Recommendation: Strengthen Sec. 3.3 by adding: (a) a force-based comparison in ROIs 2–3—e.g., PDFs of $|a_{\rm rad}|/|a_{\rm grav}|$ and/or $|a_{\rm rad}|/|v\cdot\nabla v|$, using available code outputs for $\nabla\cdot P_{\rm rad}$, $\kappa \rho F_r/c$, or the radiation–matter coupling term; (b) a companion alignment diagnostic using the radiation flux vector (e.g., angle between $F$ and $v$, and between $F$ and the stream direction), clearly stating how $F_r$ is defined; (c) an explicit convention to remove eigenvector sign ambiguity (e.g., flip the eigenvector to have positive dot with $+r$ or with $F$ before computing the angle), and clarify whether angles are reported in $[0,180^\circ]$ or folded to $[0,90^\circ]$. Update Sec. 4.2 language to reflect the quantitative force ratios: either support “sub-dominant” with numbers or qualify the claim to “misaligned/complex coupling” where radiation is non-negligible.
-
Clump/feature identification and clustering results depend on underspecified methodological choices and have internal inconsistencies in reported structure properties. Connected-component labeling does not specify 3D connectivity (6/18/26) nor boundary handling (Sec. 2.6), and clumps defined by high $|\dot{m}|$ may capture shocks/shear rather than coherent overdensities unless cross-checked with density-based criteria. Cell volumes in spherical grids are generally non-uniform; computing clump volume as $\rm num\_cells \times $(average cell volume) can be inconsistent with mass integrals (Sec. 2.6). Table 1 appears inconsistent (volume/num_cells varies by large factors; units/column definitions such as $r_c$ are unclear; some radii look truncated vs the text) (Sec. 3.4, Table 1). For clustering, $k=5$ is justified mainly by a visual elbow and “physical meaningfulness,” with limited validation, unclear sampling/imbalance handling across ROIs, and incomplete hyperparameter reporting (Sec. 2.7, Sec. 3.5).
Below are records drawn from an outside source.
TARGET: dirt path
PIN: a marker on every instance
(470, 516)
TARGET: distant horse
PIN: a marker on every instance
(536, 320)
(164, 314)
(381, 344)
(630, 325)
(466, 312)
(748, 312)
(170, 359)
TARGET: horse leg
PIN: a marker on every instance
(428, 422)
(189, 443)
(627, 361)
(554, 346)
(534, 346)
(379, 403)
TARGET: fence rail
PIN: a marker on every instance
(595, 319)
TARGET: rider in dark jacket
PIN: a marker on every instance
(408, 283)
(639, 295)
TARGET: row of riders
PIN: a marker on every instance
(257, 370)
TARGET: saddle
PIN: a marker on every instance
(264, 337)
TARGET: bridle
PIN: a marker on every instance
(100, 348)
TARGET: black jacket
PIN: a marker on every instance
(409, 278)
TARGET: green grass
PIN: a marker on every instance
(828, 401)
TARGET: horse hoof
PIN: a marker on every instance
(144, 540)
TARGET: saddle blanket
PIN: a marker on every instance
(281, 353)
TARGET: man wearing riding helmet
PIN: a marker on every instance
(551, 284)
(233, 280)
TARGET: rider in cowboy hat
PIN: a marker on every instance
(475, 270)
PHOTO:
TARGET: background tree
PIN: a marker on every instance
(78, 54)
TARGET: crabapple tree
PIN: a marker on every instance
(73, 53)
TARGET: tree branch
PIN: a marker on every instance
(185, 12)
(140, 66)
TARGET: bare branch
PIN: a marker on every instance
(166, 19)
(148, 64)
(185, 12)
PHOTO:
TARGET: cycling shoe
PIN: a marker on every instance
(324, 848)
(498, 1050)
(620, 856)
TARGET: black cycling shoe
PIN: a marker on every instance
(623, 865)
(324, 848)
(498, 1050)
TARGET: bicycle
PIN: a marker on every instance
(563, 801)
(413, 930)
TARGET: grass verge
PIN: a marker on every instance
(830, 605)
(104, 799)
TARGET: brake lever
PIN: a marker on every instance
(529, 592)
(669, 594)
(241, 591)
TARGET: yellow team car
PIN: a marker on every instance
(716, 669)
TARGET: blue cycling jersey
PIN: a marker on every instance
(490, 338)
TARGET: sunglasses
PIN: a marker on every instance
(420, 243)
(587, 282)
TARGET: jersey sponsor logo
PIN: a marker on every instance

Recommendation: For Sec. 2.6–2.7 and Sec. 3.4–3.5: (a) specify connected-component connectivity (6/18/26) and any filtering; compute clump volume as $\sum dV$ per cell (not average-volume approximations) and report typical clump sizes relative to grid spacing; (b) add robustness checks across multiple $|\dot{m}|$ thresholds and at least one alternative clump definition involving density (or joint criteria), and quantify what fraction of total stream mass flux is carried by clump cells vs diffuse cells; (c) correct and fully define Table 1 (column names, units, consistent radii/masses) and explain any non-uniform cell volumes if volume/num_cells varies; (d) for clustering, report the sampling strategy (number of cells, weighting, ROI balancing), feature scaling, and MiniBatchKMeans parameters (batch size, n_init, random_state), provide at least one internal validation metric (silhouette or Davies–Bouldin) across $k$, and quantify cluster contributions to volume/mass/mass flux plus overlap with ROIs and clump masks to support the physical interpretation.